Blue and deep red, blaugrana, the colours of the near-religious Barcelona FC football team.
Little kids as young as two are taught the team’s chant, an attractive ditty - and most certainly they come to recognise it before the airs of the national anthem, which isn’t necessarily revered in Catalunya.
So, with great pleasure, on the way back from the bakery this morning, buttered-croissant and barra-de-pan in hand, I heard the tune bounce up along one of the local alleyways, this at 10 in the morning, no drunken fan, this.
Ten-seconds later appeared, an old lady, plastic bags in both hands, though one hand also held a walking stick. The blaugrana lady she has become known, for every day she passes this way, and every day she sings the same song, and once she finishes, she starts again. She has a special thing for younger men, for she feels it’s from them she’ll get the most animated reaction, and she does. She gave me the eye today, her 65 year old eye, and I smiled back. Long may she sing!
I received a wedding invitation today.
Ceremony in local town hall, and celebration afterwards in “Bar No Sweat”.
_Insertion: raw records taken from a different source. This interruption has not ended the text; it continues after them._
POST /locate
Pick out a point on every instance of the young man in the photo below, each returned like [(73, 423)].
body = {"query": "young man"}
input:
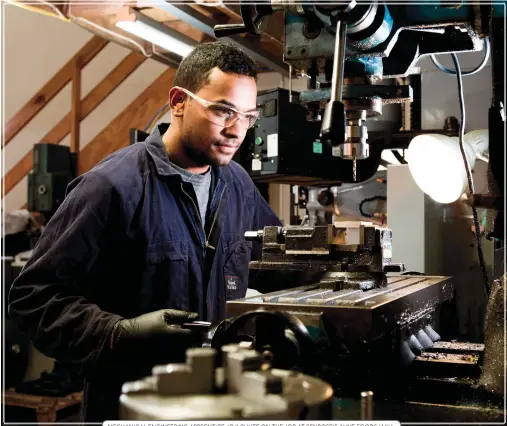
[(150, 238)]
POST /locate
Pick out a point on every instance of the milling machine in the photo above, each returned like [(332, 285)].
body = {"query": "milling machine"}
[(364, 324)]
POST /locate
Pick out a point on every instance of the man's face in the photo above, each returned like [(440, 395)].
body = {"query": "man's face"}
[(204, 141)]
I wonder if they’re trying to tell us something?
I met a chap today, Valentí Feixas, who has a business, selling liquors. The company’s offline branding is fabulous. We spoke about his website, as I tend to do (saddo!) and he revealed that he had a domain name www dot a to z dot es. Meaning http://www.abcdefghijklmnopqrstuvwxyz.es/ - I was flabbergasted. I came home this evening and typed it in. Low-and-behold!

Via my wee web business wrafter.com allow me give you, my dearest readers of Wrafter Writes on markwrafter.com, the first ever preview of
, something I’m hoping will causes some merriment and hub-bub in Barcelona. Those unfamiliar with “bicing” please scroll down and you’ll discover more. For the first public, yet oh-so-private, preview of the site-to-be, please go here: bicingTag.
The Irish would pronouncing it Bicing, with a ‘k’ sound on the c; but Barcelona City Council has decided it should be the ’s’ sounding version.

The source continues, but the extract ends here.